In the 1900 Federal Census there were 15 people recorded as having been born in Italy living in Jamestown. This included Louis and Longasette E. Bottini, Joe Meli, Joe and Rosa Cascia, Antonino and Teresa Mansimo, Saveria and Caterina Roselli, Frank and Myrose Bellizio, James and Emma Tascano with Festor Artulet and Frank Daniels. The spelling here is as it was in the census. By the 1910 census there were 920 people born in Italy living in Jamestown. Included in that number were the ones from the 1900 census except Frank and Myrose Bellizio, James and Emma Tascano, Artulet and Daniels unless they were hiding under a much different spelling.

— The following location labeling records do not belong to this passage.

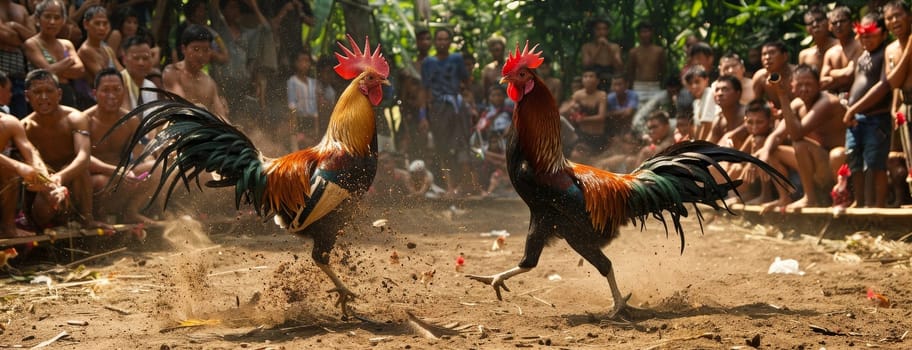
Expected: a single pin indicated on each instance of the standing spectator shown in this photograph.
(187, 79)
(305, 95)
(94, 52)
(16, 26)
(138, 65)
(817, 26)
(775, 60)
(622, 105)
(732, 65)
(58, 56)
(442, 76)
(490, 73)
(413, 141)
(588, 111)
(646, 64)
(61, 135)
(245, 55)
(868, 135)
(839, 62)
(600, 54)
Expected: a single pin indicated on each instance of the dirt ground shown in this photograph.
(252, 286)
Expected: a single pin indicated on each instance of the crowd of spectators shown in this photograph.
(69, 70)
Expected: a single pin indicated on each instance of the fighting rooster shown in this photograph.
(310, 192)
(584, 205)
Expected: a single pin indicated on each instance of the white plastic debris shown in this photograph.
(788, 267)
(496, 233)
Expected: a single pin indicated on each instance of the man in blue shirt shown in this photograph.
(442, 76)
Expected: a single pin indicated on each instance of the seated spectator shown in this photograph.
(731, 64)
(16, 26)
(94, 52)
(58, 56)
(490, 136)
(726, 128)
(758, 124)
(305, 95)
(131, 194)
(622, 104)
(704, 107)
(187, 79)
(684, 127)
(588, 112)
(61, 135)
(137, 68)
(28, 169)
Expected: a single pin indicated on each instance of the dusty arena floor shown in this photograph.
(253, 286)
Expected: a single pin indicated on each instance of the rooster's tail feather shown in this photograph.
(191, 141)
(680, 175)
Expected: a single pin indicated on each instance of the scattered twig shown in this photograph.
(246, 269)
(57, 337)
(117, 309)
(93, 257)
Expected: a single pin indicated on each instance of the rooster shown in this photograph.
(310, 192)
(586, 206)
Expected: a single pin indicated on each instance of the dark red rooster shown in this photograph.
(309, 192)
(586, 206)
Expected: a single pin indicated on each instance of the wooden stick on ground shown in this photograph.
(93, 257)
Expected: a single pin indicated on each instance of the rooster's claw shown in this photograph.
(494, 281)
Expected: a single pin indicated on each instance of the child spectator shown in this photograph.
(684, 127)
(868, 136)
(758, 123)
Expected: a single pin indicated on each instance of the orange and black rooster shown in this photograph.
(309, 192)
(586, 206)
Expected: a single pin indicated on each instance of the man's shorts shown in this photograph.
(868, 143)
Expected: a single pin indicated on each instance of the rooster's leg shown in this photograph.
(345, 295)
(497, 281)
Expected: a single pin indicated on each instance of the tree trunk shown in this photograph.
(357, 18)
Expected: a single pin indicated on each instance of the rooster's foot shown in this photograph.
(345, 296)
(496, 281)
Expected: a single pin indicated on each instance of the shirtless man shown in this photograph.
(137, 66)
(186, 78)
(601, 54)
(29, 171)
(61, 135)
(726, 128)
(810, 118)
(774, 56)
(131, 194)
(94, 52)
(490, 73)
(16, 26)
(839, 62)
(817, 25)
(646, 64)
(731, 64)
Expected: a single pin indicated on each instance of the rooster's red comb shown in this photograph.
(354, 63)
(527, 58)
(844, 171)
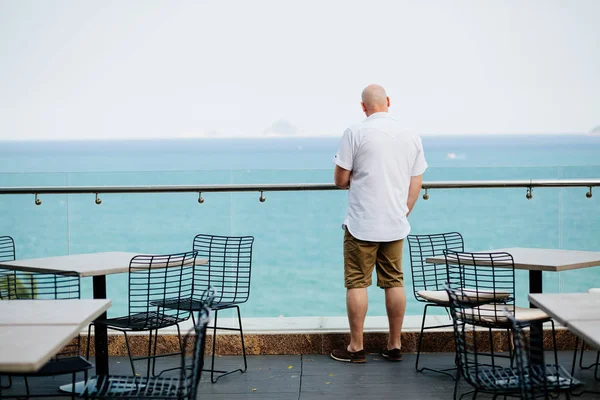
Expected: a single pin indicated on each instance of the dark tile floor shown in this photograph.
(308, 377)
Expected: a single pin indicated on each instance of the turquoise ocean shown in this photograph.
(297, 266)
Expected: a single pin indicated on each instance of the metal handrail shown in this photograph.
(287, 187)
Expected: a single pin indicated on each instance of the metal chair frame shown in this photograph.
(185, 386)
(427, 276)
(537, 381)
(154, 280)
(228, 272)
(51, 286)
(479, 279)
(7, 253)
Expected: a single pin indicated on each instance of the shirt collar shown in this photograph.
(380, 115)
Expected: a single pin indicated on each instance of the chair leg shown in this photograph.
(27, 387)
(212, 365)
(456, 381)
(9, 383)
(242, 339)
(214, 378)
(87, 353)
(421, 339)
(492, 348)
(554, 343)
(149, 353)
(419, 346)
(73, 394)
(129, 353)
(154, 353)
(575, 356)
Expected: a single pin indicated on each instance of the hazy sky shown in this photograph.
(128, 69)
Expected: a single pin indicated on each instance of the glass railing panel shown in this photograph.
(298, 261)
(143, 223)
(579, 220)
(38, 231)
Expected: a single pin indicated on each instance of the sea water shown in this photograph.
(297, 266)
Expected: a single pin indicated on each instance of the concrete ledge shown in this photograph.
(316, 335)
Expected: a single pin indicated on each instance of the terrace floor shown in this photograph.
(308, 377)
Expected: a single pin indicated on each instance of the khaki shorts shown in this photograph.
(360, 257)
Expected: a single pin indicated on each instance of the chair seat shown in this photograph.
(465, 295)
(67, 365)
(142, 321)
(507, 379)
(123, 387)
(494, 314)
(194, 305)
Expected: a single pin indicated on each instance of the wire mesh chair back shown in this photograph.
(471, 361)
(155, 279)
(7, 248)
(428, 276)
(191, 377)
(47, 286)
(486, 282)
(228, 270)
(7, 253)
(532, 385)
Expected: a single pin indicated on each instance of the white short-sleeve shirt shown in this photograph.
(382, 157)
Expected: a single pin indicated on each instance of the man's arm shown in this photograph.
(341, 177)
(413, 191)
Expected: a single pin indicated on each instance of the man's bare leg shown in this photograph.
(357, 302)
(395, 304)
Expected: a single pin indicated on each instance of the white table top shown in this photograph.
(93, 264)
(588, 330)
(26, 347)
(554, 260)
(51, 312)
(568, 307)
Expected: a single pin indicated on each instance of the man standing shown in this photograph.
(382, 166)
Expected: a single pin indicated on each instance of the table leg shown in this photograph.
(100, 331)
(100, 340)
(536, 328)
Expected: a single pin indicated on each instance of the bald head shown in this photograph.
(374, 99)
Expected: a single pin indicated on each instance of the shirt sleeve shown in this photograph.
(420, 164)
(345, 154)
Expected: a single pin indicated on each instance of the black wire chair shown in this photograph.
(486, 282)
(228, 271)
(429, 279)
(537, 381)
(46, 286)
(487, 375)
(181, 386)
(478, 368)
(594, 364)
(7, 248)
(154, 280)
(7, 253)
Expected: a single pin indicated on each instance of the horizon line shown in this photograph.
(262, 137)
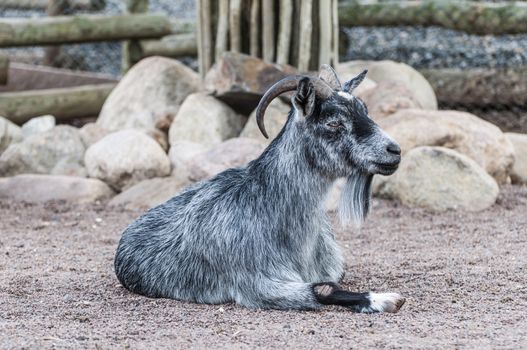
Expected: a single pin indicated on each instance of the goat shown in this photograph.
(259, 235)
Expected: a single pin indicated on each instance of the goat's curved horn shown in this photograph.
(322, 90)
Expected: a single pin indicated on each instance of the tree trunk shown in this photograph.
(468, 16)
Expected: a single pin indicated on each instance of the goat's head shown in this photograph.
(338, 136)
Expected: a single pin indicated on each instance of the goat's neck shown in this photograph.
(288, 177)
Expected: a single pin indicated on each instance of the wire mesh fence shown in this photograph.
(100, 57)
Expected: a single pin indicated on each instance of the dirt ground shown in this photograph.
(464, 276)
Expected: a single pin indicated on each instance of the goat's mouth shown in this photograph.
(384, 168)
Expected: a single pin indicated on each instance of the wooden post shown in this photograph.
(131, 49)
(55, 8)
(4, 69)
(302, 33)
(204, 35)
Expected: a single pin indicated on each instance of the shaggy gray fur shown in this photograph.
(259, 235)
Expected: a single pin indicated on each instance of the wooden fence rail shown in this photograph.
(85, 5)
(63, 103)
(81, 28)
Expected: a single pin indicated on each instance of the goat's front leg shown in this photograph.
(329, 293)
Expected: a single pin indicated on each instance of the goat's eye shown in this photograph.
(334, 124)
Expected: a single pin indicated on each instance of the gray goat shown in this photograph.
(259, 235)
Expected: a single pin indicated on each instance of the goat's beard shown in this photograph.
(355, 199)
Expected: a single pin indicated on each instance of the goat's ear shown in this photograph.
(349, 86)
(329, 75)
(304, 98)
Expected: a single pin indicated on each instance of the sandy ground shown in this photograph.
(464, 276)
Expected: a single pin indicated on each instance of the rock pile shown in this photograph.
(161, 130)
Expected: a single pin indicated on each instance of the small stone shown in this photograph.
(9, 133)
(33, 188)
(519, 170)
(38, 125)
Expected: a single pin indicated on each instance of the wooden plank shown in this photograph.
(84, 5)
(176, 45)
(81, 28)
(63, 103)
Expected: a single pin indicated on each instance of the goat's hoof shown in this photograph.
(385, 302)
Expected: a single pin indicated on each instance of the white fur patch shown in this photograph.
(345, 95)
(385, 302)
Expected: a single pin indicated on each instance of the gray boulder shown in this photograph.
(56, 151)
(149, 95)
(9, 133)
(439, 178)
(206, 120)
(38, 125)
(34, 188)
(182, 152)
(380, 71)
(230, 154)
(150, 193)
(126, 157)
(463, 132)
(519, 171)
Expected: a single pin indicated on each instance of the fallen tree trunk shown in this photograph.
(63, 103)
(483, 87)
(468, 16)
(4, 69)
(176, 45)
(82, 28)
(85, 5)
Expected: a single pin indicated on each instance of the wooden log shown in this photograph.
(81, 28)
(284, 34)
(176, 45)
(335, 22)
(204, 36)
(468, 16)
(268, 46)
(4, 69)
(482, 87)
(131, 50)
(306, 29)
(84, 5)
(63, 103)
(325, 33)
(55, 8)
(222, 31)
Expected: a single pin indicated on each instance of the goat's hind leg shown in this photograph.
(328, 293)
(266, 293)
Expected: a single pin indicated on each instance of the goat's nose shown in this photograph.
(394, 148)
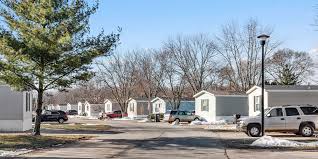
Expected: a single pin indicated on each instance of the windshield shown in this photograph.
(265, 112)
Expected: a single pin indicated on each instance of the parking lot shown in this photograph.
(132, 139)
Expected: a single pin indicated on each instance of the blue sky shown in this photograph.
(147, 23)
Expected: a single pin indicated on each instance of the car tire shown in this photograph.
(254, 130)
(306, 130)
(61, 121)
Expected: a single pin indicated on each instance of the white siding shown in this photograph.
(207, 115)
(256, 92)
(108, 106)
(161, 104)
(132, 103)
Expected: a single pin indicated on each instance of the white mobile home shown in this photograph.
(15, 110)
(111, 106)
(93, 110)
(162, 105)
(80, 108)
(62, 107)
(138, 107)
(212, 107)
(278, 95)
(70, 106)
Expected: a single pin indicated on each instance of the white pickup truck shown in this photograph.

Except for Louis Bottini, the store keeper and Joe Meli, the barber, all the others from 1900 that stayed in Jamestown were musicians and their wives. In 1910, Philip Crucilla started a loosely organized group of musicians who wanted to play for the fun of it. This became the Imperial Band which continued to play until 1940. About 1927, the Jamestown Concert Band was formed from other local bands and members of the Imperial Band joined too. Music was an important part of life within the Italian community. The band played for festivals, funerals, church celebrations and played at Allen Park, Celoron Park and on the Chautauqua Lake steamers. Many members and their sons and daughters went on to careers in music. Carl Messina started an accordion studio in 1938 and many children learned to play the accordion. The Triscari family provided a number of professional musicians.

There are many more parts to consider in gathering a history of a community. We hope that our residents will help us capture the traditions, heritage and family stories of all who have made Jamestown their home.